Currently, Santos is under investigation by both federal and local officials for possible fraud or campaign finance law violations.

But investigations take time—and for good reason.

“The Justice Department tends to treat these sorts of prosecutions and investigations of elected officials with some care, realizing the seriousness of targeting someone in that kind of position of public trust,” said Michael Thorning, the director of governance at the Bipartisan Policy Center. “Also, the Justice Department will typically want to be very sure that they have a winning case, because to bring a prosecution against a high-profile individual like that and lose tends to be seen as an embarrassment for the Department.”

No consequences from the GOP

Beyond the criminal justice system and fellow House members, Santos will likely face few consequences before the next election cycle. Members of Congress cannot be recalled, and state and local Republican party organizations have virtually no formal authority over Santos beyond censuring him themselves. But Republicans seem eager to distance themselves from him, which could doom his reelection chances.

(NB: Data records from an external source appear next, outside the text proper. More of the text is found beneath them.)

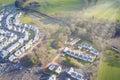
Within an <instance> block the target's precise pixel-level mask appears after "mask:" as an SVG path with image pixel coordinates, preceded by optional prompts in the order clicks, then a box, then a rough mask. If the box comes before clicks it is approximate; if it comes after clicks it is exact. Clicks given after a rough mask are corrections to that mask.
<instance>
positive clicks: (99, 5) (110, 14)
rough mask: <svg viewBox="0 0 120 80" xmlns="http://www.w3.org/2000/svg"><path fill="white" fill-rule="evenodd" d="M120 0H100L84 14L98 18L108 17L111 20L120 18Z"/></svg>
mask: <svg viewBox="0 0 120 80" xmlns="http://www.w3.org/2000/svg"><path fill="white" fill-rule="evenodd" d="M103 1H104V3H103ZM119 4H120V1H117V0H116V1H114V0H112V1H111V0H109V1H107V0H101V1H100V2H98V3H97V5H94V6H92V7H89V8H88V9H87V10H86V11H85V12H84V15H85V16H87V17H94V18H98V19H108V20H111V21H116V20H120V15H119V14H120V5H119Z"/></svg>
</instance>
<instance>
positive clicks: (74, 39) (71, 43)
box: [67, 38, 81, 46]
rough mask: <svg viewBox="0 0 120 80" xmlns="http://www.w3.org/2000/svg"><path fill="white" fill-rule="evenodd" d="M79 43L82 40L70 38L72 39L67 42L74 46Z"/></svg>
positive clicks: (78, 38)
mask: <svg viewBox="0 0 120 80" xmlns="http://www.w3.org/2000/svg"><path fill="white" fill-rule="evenodd" d="M79 41H81V39H80V38H75V39H73V38H70V39H69V40H68V41H67V44H68V45H72V46H73V45H74V44H76V43H77V42H79Z"/></svg>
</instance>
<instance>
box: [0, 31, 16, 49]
mask: <svg viewBox="0 0 120 80" xmlns="http://www.w3.org/2000/svg"><path fill="white" fill-rule="evenodd" d="M17 38H18V37H17V35H15V34H14V33H11V32H8V31H6V32H5V33H4V34H2V35H1V36H0V50H2V49H3V48H5V47H6V46H8V45H9V44H10V43H12V42H14V41H15V40H17Z"/></svg>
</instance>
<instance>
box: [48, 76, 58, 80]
mask: <svg viewBox="0 0 120 80" xmlns="http://www.w3.org/2000/svg"><path fill="white" fill-rule="evenodd" d="M47 80H56V76H55V75H51V76H50V77H49V78H48V79H47Z"/></svg>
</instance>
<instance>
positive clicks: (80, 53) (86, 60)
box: [63, 47, 95, 62]
mask: <svg viewBox="0 0 120 80" xmlns="http://www.w3.org/2000/svg"><path fill="white" fill-rule="evenodd" d="M63 52H64V53H65V54H67V55H69V56H72V57H74V58H77V59H81V60H84V61H88V62H93V61H94V59H95V57H93V56H90V55H87V54H83V53H77V52H74V51H71V50H70V49H69V48H68V47H66V48H65V49H64V50H63Z"/></svg>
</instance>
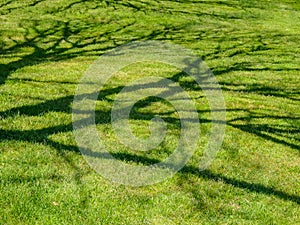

“I can’t imagine he has any serious prospects of reelection unless something really bizarre happens,” Wallach said, going on to describe the debacle as an indictment of the state of American democracy.

Santos “wants to say that he’s adequately representative just by embodying certain sort of populist Republican tropes and saying the right things,” Wallach said. “And meanwhile, the idea that he actually has to be a trusted member of the community that he’s supposed to represent has kinda gone out the window.”